Various Korean activists have started a campaign to gather signatures and rally for the release of Ronald Rhee, a Korean American who had been imprisoned for the past four and a half years.

Rhee, 25, had been arrested and imprisoned on the allegations that he had been involved in the murder of Brian Chin, who was 27 at the time of the crime in July 2006, with an Asian gang in Los Angeles. However, Rhee's supporters argue that these are false allegations.

"We cannot release all of the information at this moment because his case is still undergoing investigation," said Hyo-Woo Park, the co-president of the campaign, "but it's a fact that Rhee was not at the scene of the crime."

"I and others can testify that I've raised Ronald up as an honest man," said Soo Rhee, Ronald Rhee's mother. "Please consider Ronald as your own son and brother and join us in petitioning for his release."

Rhee Campaign
(Photo : Christianity Daily)
Supporters of Ronald Rhee gathered at the Korean American Federation of Los Angeles office on December 8 to begin the campaign to gather signatures for Rhee's release.

Rhee was in Seoul, South Korea at the time of his arrest in March of 2010, at which point in time he had been working as an English teacher in the country. He was extradited from the country to be tried at a U.S. court in mid-April of the same year. Rhee himself became a U.S. citizen at the age of nine.
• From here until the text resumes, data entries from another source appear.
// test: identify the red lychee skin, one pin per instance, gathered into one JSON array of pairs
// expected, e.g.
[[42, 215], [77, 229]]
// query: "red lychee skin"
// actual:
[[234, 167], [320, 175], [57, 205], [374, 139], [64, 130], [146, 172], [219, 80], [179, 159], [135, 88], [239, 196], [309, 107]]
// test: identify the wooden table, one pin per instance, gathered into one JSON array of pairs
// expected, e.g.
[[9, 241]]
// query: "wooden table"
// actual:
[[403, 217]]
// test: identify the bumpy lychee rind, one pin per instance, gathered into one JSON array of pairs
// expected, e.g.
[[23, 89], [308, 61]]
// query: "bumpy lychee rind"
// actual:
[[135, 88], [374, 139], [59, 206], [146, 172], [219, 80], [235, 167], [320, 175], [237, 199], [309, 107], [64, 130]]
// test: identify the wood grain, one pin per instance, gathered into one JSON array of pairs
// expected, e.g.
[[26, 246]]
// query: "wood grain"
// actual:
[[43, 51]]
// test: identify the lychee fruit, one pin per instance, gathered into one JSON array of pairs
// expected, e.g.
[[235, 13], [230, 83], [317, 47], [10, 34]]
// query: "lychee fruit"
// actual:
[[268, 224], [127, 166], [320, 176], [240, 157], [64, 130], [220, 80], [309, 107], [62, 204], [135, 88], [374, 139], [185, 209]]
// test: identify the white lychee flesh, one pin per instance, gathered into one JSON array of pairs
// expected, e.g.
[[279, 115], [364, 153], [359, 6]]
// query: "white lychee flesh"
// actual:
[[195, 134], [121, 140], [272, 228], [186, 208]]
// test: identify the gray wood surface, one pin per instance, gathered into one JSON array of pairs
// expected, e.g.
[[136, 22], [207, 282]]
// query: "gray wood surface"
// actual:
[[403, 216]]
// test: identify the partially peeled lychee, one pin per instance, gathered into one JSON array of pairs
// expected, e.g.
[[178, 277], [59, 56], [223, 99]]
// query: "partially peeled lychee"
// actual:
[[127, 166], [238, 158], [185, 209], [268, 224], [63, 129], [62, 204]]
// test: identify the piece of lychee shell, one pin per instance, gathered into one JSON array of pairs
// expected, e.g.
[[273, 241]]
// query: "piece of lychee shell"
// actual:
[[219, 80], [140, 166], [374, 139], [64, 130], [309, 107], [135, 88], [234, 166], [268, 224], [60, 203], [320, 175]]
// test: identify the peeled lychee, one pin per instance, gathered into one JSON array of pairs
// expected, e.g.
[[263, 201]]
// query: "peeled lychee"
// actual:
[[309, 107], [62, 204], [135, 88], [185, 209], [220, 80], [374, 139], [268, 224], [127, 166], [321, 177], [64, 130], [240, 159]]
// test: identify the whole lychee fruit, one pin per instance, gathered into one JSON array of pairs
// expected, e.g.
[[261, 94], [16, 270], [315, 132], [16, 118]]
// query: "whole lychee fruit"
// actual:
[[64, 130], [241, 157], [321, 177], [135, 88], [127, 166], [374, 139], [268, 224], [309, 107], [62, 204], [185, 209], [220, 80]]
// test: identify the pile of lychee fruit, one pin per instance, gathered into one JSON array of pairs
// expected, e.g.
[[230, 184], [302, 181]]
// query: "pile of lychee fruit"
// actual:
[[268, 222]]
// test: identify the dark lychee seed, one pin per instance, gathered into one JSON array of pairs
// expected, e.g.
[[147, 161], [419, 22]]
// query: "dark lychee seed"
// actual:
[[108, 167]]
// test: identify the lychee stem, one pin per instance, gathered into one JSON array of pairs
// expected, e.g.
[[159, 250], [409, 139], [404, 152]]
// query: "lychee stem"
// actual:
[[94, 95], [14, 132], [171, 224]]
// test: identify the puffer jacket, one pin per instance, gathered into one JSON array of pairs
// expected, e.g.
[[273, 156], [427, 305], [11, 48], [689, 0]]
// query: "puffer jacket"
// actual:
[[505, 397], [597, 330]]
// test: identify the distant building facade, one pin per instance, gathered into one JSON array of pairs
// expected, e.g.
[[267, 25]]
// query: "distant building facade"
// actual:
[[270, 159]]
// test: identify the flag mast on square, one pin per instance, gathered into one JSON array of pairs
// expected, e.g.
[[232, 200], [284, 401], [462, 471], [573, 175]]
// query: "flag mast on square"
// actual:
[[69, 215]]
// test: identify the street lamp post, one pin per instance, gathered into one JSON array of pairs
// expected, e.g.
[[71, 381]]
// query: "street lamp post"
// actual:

Rhee's arrest and imprisonment comes as a source of even greater frustration to the Korean community after the cases of Chul-Soo Lee and Han-Tak Lee. In both cases, the men were arrested and convicted of murder. Chul-Soo Lee was convicted of the murder of an Asian gang leader in San Francisco in 1973, while Han-Tak Lee was convicted of murdering his daughter, Ji Yun Lee, in 1989. However, both men were eventually found innocent when their cases were tried again, but it came at the cost of spending years in prison"”10 years in Chul-Soo Lee's case, and 24 years in Han-Tak Lee's case.

Rhee's supporters believe that, similar to these cases, Rhee is being wrongly accused and imprisoned, and that, as such, his human rights are being violated.

"Rhee is a U.S. citizen, but his human rights are being violated in the very country that emphasizes these rights," Park said. Park exhorted the Korean community and the church community to "be the dream, the future, and the parent of his young man," and to join in advocating "for his new life."